Updated

A key Senate vote is set on a scaled-down bill to explicitly prohibit members of Congress and other federal workers from profiting from information learned on the job.

The procedural vote Thursday is the last hurdle to final congressional action on the legislation, which also would require affected officials to file public reports online within 45 days of their new financial transactions.

Both the House and Senate overwhelmingly have approved separate versions of the STOCK Act, which stands for Stop Trading on Congressional Knowledge. A segment on CBS' "60 Minutes" in November said members of Congress were profiting from inside information.

Lacking enough votes, Majority Leader Harry Reid abandoned the Senate's own, stronger bill and decided to accept the House legislation, which stripped out two key provisions from the Senate-passed bill.

One would have required registration and public reports -- similar to those filed by lobbyists -- by anyone selling inside information learned from members of Congress and their staffs.

The second was designed to strengthen criminal laws in public corruption cases, raise maximum penalties and restore tools used by prosecutors that were limited by the Supreme Court.

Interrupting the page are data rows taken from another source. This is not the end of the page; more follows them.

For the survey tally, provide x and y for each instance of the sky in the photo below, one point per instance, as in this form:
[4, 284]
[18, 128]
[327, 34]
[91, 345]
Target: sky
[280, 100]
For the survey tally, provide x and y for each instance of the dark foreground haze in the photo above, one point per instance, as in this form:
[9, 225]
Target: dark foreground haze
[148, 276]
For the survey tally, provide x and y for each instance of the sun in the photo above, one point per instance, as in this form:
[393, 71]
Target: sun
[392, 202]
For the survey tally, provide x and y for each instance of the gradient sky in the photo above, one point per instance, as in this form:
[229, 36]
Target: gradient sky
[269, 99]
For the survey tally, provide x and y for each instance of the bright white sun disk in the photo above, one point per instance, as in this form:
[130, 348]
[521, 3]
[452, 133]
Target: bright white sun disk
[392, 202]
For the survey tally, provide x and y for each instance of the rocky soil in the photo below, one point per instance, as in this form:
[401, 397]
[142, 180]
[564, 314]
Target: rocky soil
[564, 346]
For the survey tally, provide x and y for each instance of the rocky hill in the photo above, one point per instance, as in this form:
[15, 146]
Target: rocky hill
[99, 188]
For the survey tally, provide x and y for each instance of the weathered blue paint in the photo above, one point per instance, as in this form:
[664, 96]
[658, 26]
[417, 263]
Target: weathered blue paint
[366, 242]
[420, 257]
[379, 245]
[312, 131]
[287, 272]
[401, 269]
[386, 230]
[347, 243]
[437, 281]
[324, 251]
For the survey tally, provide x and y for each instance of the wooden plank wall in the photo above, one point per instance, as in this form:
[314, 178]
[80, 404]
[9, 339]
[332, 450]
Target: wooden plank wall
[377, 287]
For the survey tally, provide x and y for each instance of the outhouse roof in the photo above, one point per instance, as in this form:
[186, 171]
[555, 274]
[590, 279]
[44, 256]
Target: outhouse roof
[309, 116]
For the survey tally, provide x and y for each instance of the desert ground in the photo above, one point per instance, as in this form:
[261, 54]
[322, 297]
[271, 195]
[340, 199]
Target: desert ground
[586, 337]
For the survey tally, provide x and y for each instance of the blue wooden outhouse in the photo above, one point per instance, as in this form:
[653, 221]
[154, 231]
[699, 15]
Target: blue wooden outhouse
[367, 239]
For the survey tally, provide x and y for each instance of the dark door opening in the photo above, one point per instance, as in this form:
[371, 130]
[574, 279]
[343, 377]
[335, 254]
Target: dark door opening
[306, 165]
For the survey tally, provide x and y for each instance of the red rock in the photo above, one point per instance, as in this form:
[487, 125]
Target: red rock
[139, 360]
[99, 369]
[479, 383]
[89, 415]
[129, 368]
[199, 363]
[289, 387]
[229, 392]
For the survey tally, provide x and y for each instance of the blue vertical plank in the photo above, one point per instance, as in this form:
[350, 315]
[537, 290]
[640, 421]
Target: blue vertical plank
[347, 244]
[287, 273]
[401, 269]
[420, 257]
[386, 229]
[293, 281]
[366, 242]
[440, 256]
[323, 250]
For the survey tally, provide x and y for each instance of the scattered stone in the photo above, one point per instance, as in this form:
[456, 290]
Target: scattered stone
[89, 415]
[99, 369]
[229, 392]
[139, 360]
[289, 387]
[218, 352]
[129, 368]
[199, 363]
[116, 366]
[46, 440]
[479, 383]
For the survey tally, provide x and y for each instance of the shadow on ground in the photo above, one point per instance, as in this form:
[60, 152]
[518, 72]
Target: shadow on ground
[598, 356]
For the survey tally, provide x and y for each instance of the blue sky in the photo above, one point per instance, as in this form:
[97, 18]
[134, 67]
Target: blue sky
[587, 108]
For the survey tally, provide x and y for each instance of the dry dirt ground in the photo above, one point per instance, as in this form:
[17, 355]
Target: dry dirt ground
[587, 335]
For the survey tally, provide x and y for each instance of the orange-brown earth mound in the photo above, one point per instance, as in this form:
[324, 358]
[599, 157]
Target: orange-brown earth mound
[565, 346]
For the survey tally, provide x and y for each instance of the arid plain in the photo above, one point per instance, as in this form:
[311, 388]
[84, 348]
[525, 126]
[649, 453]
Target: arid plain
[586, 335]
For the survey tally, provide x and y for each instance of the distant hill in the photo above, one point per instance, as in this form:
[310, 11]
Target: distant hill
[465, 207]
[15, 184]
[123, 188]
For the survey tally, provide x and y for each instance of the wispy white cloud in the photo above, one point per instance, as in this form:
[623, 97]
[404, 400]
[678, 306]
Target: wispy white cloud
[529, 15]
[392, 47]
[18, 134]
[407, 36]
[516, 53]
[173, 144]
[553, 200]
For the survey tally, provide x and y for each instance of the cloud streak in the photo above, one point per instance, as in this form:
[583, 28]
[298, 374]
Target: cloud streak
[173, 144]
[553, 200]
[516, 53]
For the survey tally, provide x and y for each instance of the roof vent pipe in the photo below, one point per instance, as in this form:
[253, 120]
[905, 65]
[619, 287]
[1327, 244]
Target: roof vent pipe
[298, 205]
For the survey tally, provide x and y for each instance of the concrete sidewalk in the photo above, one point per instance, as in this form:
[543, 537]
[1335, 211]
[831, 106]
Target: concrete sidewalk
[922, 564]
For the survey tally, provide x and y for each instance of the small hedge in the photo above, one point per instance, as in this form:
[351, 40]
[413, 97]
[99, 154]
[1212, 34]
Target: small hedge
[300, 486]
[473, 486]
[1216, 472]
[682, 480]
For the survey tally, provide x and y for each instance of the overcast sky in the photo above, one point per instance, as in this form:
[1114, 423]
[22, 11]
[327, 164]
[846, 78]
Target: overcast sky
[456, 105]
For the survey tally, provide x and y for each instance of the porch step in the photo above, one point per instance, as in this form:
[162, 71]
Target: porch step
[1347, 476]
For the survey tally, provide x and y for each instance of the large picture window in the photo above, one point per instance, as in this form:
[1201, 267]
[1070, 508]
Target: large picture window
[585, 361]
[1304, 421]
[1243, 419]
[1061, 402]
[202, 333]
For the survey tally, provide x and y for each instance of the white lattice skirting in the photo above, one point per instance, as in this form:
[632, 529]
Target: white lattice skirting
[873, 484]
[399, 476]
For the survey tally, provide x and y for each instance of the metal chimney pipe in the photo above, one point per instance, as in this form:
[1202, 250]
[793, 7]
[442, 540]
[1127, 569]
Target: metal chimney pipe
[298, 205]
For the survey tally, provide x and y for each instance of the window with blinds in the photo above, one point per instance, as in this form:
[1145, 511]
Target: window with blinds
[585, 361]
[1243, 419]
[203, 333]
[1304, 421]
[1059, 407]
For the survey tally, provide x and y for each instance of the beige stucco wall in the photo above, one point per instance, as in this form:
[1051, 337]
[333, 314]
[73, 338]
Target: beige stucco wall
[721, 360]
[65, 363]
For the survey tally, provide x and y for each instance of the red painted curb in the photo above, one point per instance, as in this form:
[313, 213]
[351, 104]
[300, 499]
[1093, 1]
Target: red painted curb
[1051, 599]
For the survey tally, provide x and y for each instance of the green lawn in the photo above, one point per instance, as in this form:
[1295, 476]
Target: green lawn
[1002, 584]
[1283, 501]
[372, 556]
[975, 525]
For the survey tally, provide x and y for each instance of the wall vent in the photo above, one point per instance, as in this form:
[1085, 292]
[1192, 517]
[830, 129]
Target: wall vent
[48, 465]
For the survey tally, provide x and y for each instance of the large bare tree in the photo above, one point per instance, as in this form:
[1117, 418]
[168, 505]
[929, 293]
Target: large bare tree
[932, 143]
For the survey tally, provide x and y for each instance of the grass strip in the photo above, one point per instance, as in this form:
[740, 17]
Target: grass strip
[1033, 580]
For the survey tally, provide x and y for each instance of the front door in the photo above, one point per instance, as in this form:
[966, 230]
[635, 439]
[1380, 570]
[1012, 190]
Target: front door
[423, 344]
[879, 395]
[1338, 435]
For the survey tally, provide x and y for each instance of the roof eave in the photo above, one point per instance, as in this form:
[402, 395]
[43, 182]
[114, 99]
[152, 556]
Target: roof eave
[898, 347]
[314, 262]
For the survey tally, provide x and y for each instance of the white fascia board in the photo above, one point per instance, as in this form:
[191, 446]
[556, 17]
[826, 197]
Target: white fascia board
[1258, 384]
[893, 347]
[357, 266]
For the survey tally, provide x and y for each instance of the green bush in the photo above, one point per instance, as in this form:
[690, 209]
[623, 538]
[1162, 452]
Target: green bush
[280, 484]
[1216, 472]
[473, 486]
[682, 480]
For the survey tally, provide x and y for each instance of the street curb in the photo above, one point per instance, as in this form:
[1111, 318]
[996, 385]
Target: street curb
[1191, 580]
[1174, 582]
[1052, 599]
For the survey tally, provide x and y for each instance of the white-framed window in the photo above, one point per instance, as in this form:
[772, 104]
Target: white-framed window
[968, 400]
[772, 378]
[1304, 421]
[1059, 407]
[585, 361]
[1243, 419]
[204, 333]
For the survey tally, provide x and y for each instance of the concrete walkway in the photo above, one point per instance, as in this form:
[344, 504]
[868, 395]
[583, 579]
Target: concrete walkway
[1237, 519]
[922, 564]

Sen. Chuck Grassley, R-Iowa, said Wednesday that he was casting a protest vote against the procedural motion. The top Republican on the Senate Judiciary Committee was the chief backer of regulating those selling information learned from congressional contacts.

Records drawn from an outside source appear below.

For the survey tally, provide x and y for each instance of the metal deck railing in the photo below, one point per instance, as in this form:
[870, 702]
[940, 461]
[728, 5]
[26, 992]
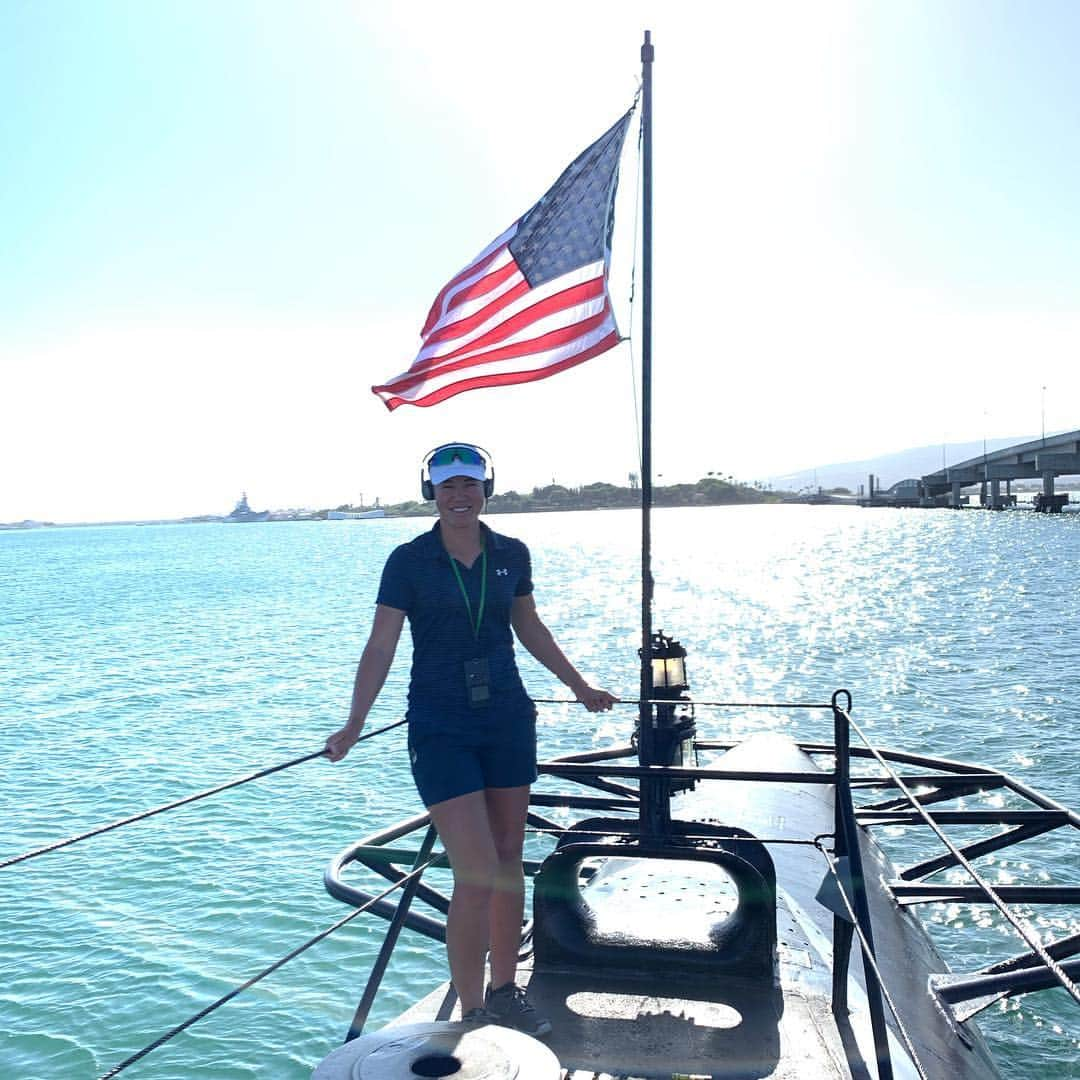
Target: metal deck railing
[925, 783]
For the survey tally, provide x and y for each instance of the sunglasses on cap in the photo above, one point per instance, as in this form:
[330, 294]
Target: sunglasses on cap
[457, 453]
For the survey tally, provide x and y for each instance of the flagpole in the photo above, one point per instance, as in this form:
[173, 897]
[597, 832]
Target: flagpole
[652, 812]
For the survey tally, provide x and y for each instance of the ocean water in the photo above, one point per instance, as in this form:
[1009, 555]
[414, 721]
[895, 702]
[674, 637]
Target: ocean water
[140, 664]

"My vote will protest the fact that the majority leader took political intelligence disclosure completely off the table," Grassley said. "The process shuts down any chance of trying to restore the provision. This is despite my willingness to modify the provision to meet concerns."

Opponents of Grassley's provision substituted a study to learn more about individuals and firms collecting so-called political intelligence.

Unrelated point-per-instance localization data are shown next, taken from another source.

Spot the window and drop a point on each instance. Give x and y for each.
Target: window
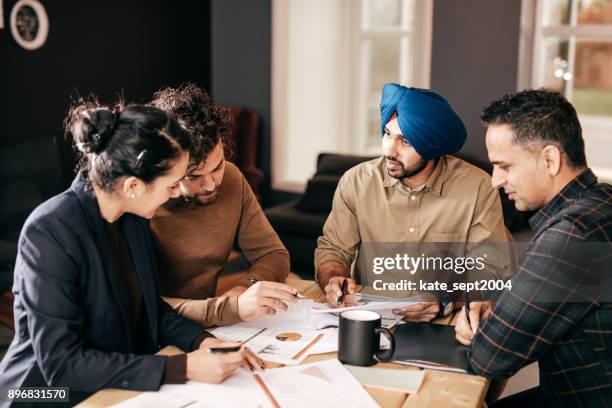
(572, 53)
(330, 59)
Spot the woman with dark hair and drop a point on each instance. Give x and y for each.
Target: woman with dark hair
(88, 314)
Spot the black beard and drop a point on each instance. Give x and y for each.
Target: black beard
(407, 172)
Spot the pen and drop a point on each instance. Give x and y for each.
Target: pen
(343, 288)
(297, 294)
(466, 301)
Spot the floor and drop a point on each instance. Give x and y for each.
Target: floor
(6, 335)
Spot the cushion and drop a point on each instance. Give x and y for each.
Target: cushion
(18, 201)
(319, 194)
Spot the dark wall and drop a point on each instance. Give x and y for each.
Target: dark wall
(475, 58)
(106, 47)
(241, 41)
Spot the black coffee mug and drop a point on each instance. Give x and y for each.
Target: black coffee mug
(359, 338)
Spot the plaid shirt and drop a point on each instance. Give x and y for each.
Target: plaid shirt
(571, 340)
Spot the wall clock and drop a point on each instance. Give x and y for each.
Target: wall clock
(29, 24)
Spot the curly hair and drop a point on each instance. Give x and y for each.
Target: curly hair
(206, 121)
(540, 115)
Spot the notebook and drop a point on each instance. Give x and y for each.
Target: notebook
(430, 346)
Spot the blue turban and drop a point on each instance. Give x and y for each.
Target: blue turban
(426, 119)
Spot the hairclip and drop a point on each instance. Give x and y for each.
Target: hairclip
(139, 159)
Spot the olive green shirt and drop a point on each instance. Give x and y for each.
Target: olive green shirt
(457, 204)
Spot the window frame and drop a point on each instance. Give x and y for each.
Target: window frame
(533, 34)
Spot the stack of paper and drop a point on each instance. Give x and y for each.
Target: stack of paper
(322, 384)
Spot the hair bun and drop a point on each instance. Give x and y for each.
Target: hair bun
(93, 128)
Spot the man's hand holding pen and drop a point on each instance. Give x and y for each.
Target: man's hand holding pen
(469, 319)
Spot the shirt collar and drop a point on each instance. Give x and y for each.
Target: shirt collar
(434, 182)
(568, 194)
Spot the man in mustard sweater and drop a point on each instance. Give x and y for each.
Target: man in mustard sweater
(195, 234)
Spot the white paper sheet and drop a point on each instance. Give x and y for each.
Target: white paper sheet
(280, 345)
(321, 384)
(240, 390)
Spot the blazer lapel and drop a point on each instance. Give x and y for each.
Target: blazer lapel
(143, 264)
(98, 228)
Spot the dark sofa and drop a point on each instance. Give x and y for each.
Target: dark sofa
(30, 172)
(300, 222)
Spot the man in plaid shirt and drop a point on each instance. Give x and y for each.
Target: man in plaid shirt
(553, 314)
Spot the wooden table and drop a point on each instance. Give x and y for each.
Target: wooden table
(439, 388)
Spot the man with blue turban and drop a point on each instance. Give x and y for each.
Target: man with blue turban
(415, 193)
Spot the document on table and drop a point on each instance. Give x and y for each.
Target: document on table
(408, 381)
(321, 384)
(239, 390)
(280, 345)
(375, 306)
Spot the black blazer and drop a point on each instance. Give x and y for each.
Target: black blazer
(70, 325)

Reid's procedural motion would limit debate and allow the Senate to vote on the insider trading ban. The motion requires a super majority of 60 votes in the 100-member Senate, but passage ensures approval of the bill. President Barack Obama said he would sign the legislation.

Under the House legislation, new financial transactions by members of Congress, top-level congressional employees and thousands of other government workers would have to be filed publicly online within 30 or 45 days -- depending on when the officials received official notice of the transactions. This would be in addition to the annual public reports now filed.

Congress' approval ratings remain near all-time lows, according to recent polls. In a Gallup survey released Wednesday, just 12 percent said they approved of the legislative body. The most recent congressional approval rating in an AP-GfK survey was 19 percent in mid-February.